Large disparity in cosmic reference frames determined from the sky distributions of radio sources and the microwave background radiation

Abstract

The angular distribution of the cosmic microwave background radiation (CMBR) in the sky shows a dipole asymmetry, ascribed to the peculiar velocity of the observer (or rather of the Solar system), where peculiar velocity is defined as motion relative to the local comoving coordinates. The peculiar velocity thus determined turns out to be $370\text{ }\text{ }\mathrm{km}\text{ }{\mathrm{s}}^{\ensuremath{-}1}$ in the direction $\mathrm{RA}=168\ifmmode^\circ\else\textdegree\fi{}$, $\mathrm{Dec}=\ensuremath{-}7\ifmmode^\circ\else\textdegree\fi{}$. On the other hand, a dipole asymmetry in the sky distribution of radio sources in the NRAO VLA Sky Survey (NVSS), carried out by the Very Large Array (VLA) of the National Radio Astronomy Observatory (NRAO), comprising a catalog of 1.8 million sources, yielded a value for the observer's velocity approximately four times larger than the CMBR value, though the direction turned out to be in agreement with that of the CMBR dipole.

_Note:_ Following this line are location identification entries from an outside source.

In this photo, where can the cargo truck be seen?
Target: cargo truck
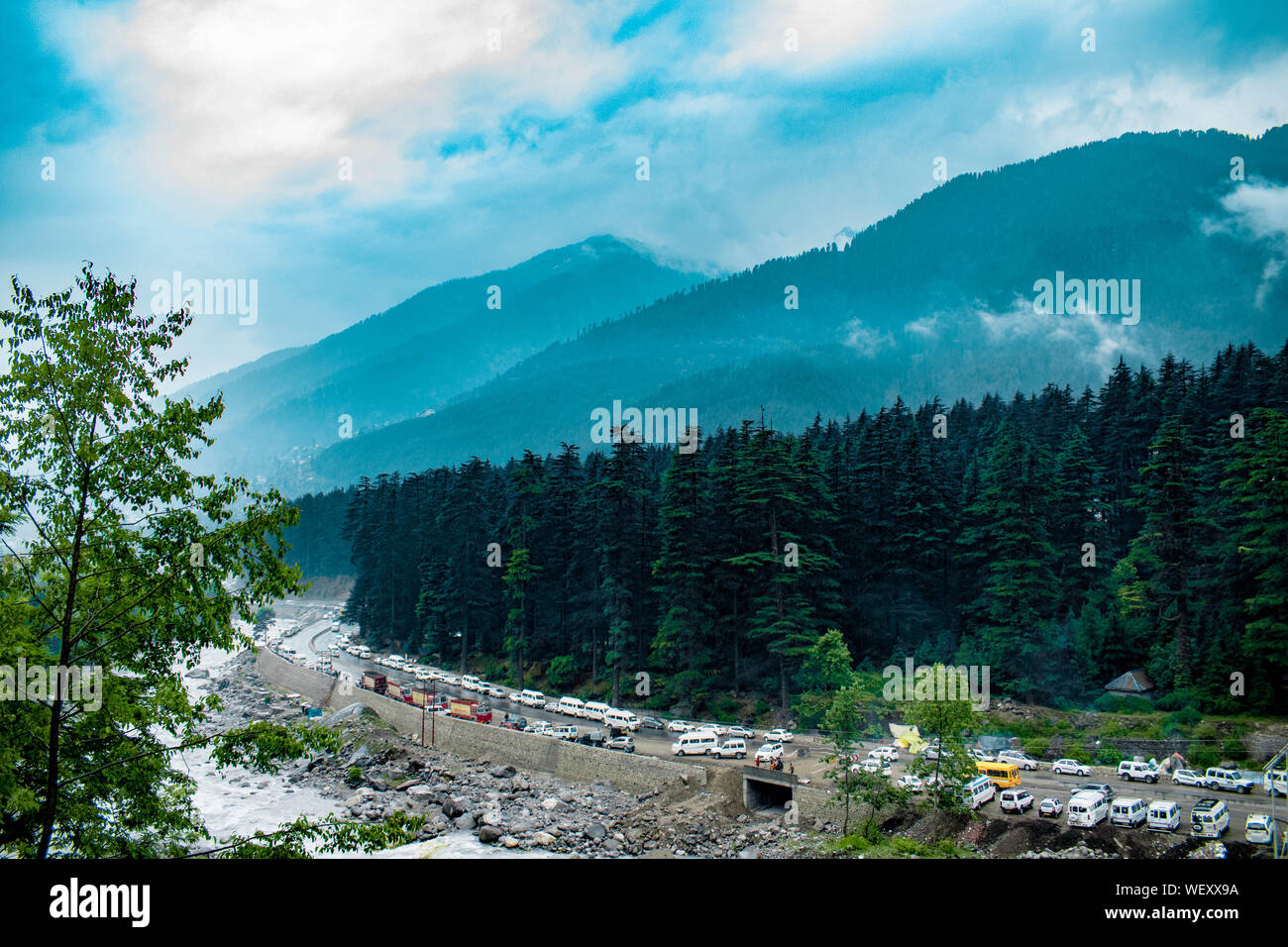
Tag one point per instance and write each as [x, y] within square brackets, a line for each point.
[469, 710]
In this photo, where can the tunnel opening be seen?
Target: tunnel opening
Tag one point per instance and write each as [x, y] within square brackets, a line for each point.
[765, 792]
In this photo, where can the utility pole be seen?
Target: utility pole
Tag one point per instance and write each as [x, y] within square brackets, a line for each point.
[1279, 840]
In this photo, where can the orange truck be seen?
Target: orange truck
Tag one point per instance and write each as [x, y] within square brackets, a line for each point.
[424, 698]
[469, 710]
[399, 692]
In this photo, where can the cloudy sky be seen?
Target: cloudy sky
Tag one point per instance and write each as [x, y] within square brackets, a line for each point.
[347, 154]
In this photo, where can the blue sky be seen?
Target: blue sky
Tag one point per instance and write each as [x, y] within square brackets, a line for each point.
[206, 136]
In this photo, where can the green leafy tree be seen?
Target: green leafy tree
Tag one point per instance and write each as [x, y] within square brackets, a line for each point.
[130, 567]
[943, 722]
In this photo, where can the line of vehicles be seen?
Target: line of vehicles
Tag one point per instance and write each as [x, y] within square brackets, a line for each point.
[1094, 802]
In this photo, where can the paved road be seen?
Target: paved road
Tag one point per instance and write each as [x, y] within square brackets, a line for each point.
[314, 638]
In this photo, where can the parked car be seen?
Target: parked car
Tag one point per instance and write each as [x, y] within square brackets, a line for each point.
[1019, 758]
[1128, 812]
[1228, 780]
[1102, 788]
[1070, 768]
[622, 742]
[1131, 770]
[1017, 800]
[1050, 806]
[769, 753]
[874, 764]
[1210, 818]
[734, 748]
[1260, 830]
[1163, 815]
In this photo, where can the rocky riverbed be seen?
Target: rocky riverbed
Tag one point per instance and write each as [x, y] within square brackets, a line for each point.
[481, 806]
[378, 772]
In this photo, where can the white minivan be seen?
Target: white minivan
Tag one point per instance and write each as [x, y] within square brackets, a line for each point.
[978, 791]
[698, 742]
[1087, 809]
[1163, 815]
[622, 720]
[572, 706]
[1128, 812]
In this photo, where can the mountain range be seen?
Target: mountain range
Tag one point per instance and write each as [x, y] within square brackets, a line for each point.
[935, 300]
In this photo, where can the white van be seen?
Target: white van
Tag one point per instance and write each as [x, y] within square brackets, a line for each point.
[1128, 812]
[734, 748]
[698, 742]
[1087, 809]
[572, 706]
[622, 719]
[1163, 815]
[1019, 758]
[978, 791]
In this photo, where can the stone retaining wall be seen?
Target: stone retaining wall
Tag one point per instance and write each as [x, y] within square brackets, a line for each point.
[630, 772]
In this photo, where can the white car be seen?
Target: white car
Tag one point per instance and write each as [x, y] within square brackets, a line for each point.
[1070, 768]
[769, 753]
[1050, 806]
[1258, 830]
[1017, 800]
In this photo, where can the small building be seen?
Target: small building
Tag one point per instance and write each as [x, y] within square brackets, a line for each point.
[1131, 684]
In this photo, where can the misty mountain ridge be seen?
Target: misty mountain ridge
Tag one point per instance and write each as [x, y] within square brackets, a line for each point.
[939, 299]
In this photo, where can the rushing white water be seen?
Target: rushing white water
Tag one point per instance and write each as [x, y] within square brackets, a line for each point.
[236, 801]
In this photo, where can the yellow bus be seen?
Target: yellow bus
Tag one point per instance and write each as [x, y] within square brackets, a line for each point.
[1004, 775]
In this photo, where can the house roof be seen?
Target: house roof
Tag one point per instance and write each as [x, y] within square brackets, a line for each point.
[1131, 682]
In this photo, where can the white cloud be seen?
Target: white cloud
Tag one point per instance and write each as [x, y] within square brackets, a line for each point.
[265, 98]
[864, 341]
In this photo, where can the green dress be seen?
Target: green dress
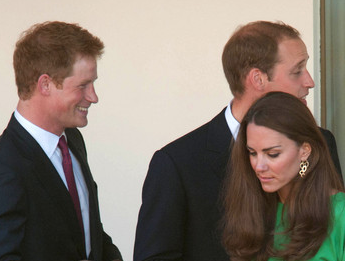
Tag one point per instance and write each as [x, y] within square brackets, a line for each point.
[332, 249]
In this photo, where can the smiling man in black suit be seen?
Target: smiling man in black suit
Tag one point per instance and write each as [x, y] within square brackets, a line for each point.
[48, 198]
[180, 212]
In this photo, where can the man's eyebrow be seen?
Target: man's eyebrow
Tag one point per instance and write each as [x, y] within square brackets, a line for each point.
[267, 149]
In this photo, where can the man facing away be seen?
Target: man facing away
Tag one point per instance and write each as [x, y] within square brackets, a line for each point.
[180, 211]
[48, 198]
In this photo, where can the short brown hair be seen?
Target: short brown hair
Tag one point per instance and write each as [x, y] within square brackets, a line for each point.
[254, 45]
[51, 48]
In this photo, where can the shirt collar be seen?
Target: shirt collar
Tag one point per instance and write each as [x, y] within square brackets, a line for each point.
[233, 124]
[47, 140]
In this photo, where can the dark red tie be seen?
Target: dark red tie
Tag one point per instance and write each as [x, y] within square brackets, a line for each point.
[72, 188]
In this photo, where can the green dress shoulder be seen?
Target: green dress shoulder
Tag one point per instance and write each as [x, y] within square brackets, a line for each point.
[332, 249]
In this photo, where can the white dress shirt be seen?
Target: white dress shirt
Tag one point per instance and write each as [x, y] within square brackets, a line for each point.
[48, 142]
[233, 124]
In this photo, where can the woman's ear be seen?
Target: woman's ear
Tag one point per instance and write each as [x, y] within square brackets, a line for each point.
[305, 151]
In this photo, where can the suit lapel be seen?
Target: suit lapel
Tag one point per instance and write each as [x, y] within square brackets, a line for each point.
[218, 144]
[76, 144]
[41, 167]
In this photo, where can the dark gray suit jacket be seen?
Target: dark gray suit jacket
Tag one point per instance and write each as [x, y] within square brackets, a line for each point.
[37, 218]
[180, 211]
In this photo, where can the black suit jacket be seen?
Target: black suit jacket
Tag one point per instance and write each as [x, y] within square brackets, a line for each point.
[37, 218]
[180, 208]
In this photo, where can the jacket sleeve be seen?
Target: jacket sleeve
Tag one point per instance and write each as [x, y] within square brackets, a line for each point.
[12, 215]
[110, 251]
[161, 222]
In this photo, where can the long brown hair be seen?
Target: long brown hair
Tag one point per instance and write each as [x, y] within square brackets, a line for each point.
[250, 213]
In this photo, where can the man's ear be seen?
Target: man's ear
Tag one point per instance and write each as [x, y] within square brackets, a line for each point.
[44, 84]
[305, 151]
[257, 79]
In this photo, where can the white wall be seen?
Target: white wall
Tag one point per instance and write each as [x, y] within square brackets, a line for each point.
[160, 77]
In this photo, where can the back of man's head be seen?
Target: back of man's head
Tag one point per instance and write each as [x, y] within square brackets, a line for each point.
[254, 45]
[51, 48]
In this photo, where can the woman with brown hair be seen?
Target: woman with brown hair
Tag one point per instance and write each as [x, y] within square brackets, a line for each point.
[283, 199]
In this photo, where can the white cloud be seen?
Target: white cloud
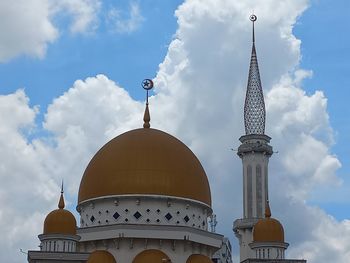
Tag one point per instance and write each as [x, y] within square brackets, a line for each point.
[199, 98]
[122, 22]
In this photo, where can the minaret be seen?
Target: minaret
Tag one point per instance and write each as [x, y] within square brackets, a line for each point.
[255, 152]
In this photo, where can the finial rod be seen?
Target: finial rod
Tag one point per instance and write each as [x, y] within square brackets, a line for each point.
[147, 84]
[62, 187]
[267, 210]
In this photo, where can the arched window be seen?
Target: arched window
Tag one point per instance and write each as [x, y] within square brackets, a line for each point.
[259, 203]
[249, 191]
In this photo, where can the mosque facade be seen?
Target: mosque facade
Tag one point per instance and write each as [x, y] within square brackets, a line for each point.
[145, 198]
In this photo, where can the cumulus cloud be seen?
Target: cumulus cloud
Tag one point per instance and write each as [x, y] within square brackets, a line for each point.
[125, 22]
[199, 97]
[27, 28]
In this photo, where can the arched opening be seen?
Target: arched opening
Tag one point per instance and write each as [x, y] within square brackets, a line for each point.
[151, 255]
[197, 258]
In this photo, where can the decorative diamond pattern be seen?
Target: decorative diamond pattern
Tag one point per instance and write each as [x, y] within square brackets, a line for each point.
[168, 216]
[137, 215]
[116, 215]
[254, 107]
[186, 218]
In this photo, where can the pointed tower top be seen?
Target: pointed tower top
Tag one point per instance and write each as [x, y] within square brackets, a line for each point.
[254, 107]
[253, 18]
[147, 84]
[61, 204]
[267, 210]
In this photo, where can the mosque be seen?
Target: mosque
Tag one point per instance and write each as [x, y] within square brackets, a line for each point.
[145, 198]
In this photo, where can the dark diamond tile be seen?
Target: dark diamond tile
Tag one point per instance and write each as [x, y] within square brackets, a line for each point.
[137, 215]
[168, 216]
[116, 215]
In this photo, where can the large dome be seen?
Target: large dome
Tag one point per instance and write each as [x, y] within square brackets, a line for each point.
[145, 161]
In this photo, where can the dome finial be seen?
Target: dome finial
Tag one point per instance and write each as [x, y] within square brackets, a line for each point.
[61, 202]
[267, 210]
[147, 84]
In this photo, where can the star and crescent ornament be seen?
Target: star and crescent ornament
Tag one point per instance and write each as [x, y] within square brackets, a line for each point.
[147, 84]
[253, 18]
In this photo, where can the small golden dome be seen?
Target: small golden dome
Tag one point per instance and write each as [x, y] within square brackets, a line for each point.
[101, 256]
[268, 229]
[151, 255]
[60, 221]
[197, 258]
[145, 161]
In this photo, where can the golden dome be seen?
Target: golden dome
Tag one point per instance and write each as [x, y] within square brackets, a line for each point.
[268, 229]
[145, 161]
[151, 255]
[198, 259]
[101, 256]
[60, 221]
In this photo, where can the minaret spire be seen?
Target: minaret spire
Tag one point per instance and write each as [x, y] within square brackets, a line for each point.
[254, 107]
[255, 153]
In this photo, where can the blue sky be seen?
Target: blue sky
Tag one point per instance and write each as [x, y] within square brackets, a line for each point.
[129, 44]
[324, 32]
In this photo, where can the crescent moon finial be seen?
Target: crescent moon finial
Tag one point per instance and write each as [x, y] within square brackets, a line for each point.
[147, 84]
[253, 18]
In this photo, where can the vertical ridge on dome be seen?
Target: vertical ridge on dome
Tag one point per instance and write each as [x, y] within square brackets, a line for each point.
[267, 210]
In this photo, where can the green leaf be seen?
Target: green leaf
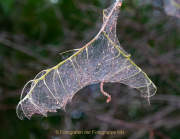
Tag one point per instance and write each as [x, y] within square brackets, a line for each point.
[101, 60]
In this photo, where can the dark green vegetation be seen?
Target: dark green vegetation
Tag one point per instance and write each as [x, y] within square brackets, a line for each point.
[33, 33]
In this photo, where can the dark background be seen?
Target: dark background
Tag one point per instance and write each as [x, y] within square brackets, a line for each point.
[33, 33]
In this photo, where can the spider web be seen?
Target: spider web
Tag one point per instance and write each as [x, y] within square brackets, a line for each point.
[101, 60]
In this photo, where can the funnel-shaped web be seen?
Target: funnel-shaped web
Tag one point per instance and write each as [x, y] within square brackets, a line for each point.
[101, 60]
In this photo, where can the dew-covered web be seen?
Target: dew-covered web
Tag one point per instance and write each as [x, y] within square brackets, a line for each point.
[101, 60]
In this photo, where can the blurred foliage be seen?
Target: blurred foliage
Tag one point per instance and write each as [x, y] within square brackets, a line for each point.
[33, 33]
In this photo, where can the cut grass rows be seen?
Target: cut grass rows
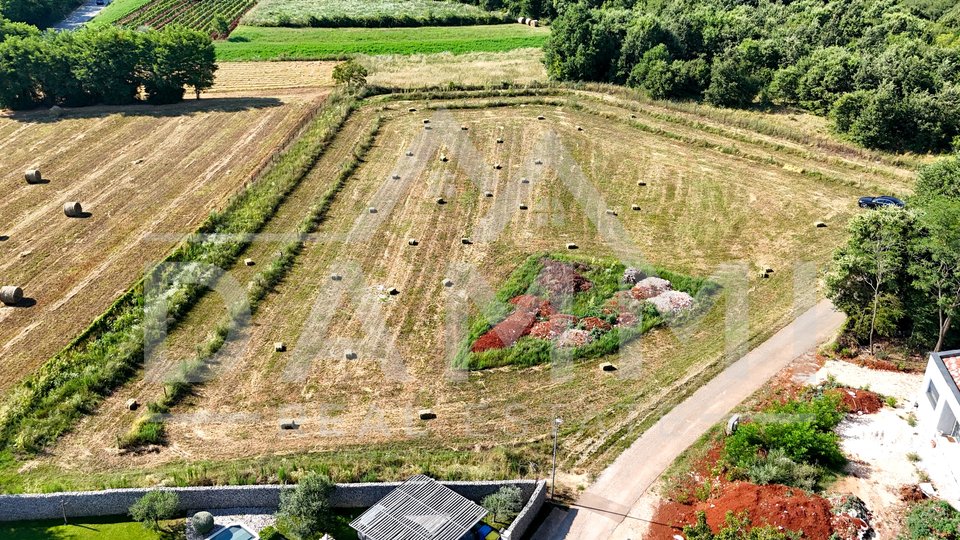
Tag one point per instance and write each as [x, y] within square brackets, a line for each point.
[110, 351]
[148, 429]
[248, 43]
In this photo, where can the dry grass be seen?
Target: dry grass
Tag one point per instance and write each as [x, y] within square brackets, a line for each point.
[713, 198]
[146, 174]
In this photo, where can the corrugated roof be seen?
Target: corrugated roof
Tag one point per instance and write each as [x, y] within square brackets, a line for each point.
[420, 509]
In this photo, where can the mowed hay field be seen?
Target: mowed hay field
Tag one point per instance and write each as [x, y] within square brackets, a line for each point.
[720, 201]
[146, 176]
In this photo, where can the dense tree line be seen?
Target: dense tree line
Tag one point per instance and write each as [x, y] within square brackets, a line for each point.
[101, 65]
[40, 13]
[898, 276]
[886, 71]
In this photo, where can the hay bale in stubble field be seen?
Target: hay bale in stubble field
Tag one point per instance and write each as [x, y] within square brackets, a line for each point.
[11, 295]
[72, 209]
[33, 176]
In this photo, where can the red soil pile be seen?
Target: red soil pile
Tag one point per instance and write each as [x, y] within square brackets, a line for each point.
[594, 323]
[562, 279]
[514, 327]
[860, 401]
[775, 505]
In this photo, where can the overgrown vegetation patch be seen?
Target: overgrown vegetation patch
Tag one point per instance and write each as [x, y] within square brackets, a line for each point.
[559, 306]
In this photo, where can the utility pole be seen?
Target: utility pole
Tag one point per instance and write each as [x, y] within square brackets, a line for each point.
[556, 435]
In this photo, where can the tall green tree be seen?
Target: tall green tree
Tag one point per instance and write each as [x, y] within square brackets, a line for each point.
[868, 271]
[935, 262]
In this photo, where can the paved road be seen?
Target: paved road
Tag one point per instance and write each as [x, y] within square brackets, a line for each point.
[88, 10]
[599, 513]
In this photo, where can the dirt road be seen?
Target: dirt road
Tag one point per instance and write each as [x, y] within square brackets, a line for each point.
[605, 508]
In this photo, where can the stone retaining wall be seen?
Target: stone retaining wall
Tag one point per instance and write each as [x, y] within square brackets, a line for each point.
[114, 502]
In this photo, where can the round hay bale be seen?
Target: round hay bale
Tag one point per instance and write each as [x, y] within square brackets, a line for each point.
[33, 176]
[72, 209]
[11, 295]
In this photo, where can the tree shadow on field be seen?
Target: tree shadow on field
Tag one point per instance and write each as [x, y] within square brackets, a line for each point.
[187, 107]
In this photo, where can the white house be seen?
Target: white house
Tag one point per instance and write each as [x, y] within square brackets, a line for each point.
[938, 406]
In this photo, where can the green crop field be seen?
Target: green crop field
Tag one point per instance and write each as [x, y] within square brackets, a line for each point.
[343, 13]
[255, 43]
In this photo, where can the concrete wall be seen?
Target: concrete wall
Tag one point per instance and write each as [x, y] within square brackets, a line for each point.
[934, 418]
[113, 502]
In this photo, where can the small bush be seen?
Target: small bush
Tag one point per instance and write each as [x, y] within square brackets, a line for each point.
[933, 519]
[154, 507]
[305, 510]
[505, 504]
[202, 522]
[271, 533]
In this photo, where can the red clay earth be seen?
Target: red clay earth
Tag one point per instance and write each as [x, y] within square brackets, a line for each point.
[775, 505]
[562, 279]
[860, 401]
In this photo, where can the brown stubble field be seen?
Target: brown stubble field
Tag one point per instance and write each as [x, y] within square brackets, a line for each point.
[146, 175]
[715, 196]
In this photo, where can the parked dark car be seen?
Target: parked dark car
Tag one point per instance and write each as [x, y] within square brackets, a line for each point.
[881, 201]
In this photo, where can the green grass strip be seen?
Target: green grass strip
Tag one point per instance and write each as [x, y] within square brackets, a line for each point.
[248, 43]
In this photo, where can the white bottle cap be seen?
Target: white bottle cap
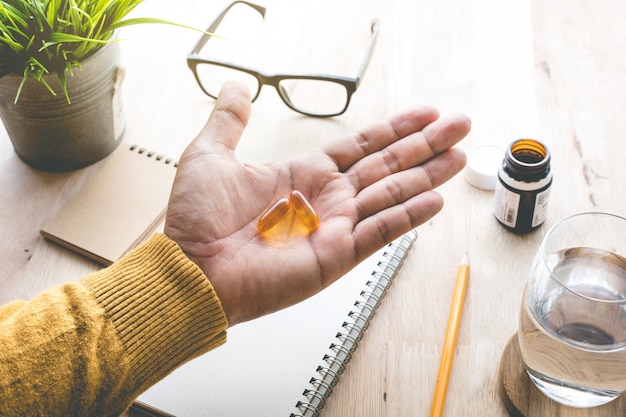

This large difference in the observer's speeds with respect to the reference frames of NVSS radio sources and of CMBR, confirmed since by many independent groups, is rather disconcerting, as the observer's motion with respect to local comoving coordinates should be independent of the technique used to determine it. A genuine difference in relative speeds of two cosmic reference frames could jeopardize the cosmological principle; thence, it is crucial to confirm such discrepancies using independent samples of radio sources. We investigate here the dipole in the sky distribution of radio sources in the recent TIFR GMRT Sky Survey (TGSS), carried out by the Giant Metrewave Radio Telescope (GMRT) of the Tata Institute of Fundamental Research (TIFR), comprising a dataset of 0.62 million sources, to determine the observer's motion. We find a significant disparity in the observer's speeds relative to all three reference frames, determined from the radio source datasets and the CMBR, which does not fit with the cosmological principle, a starting point for the standard modern cosmology.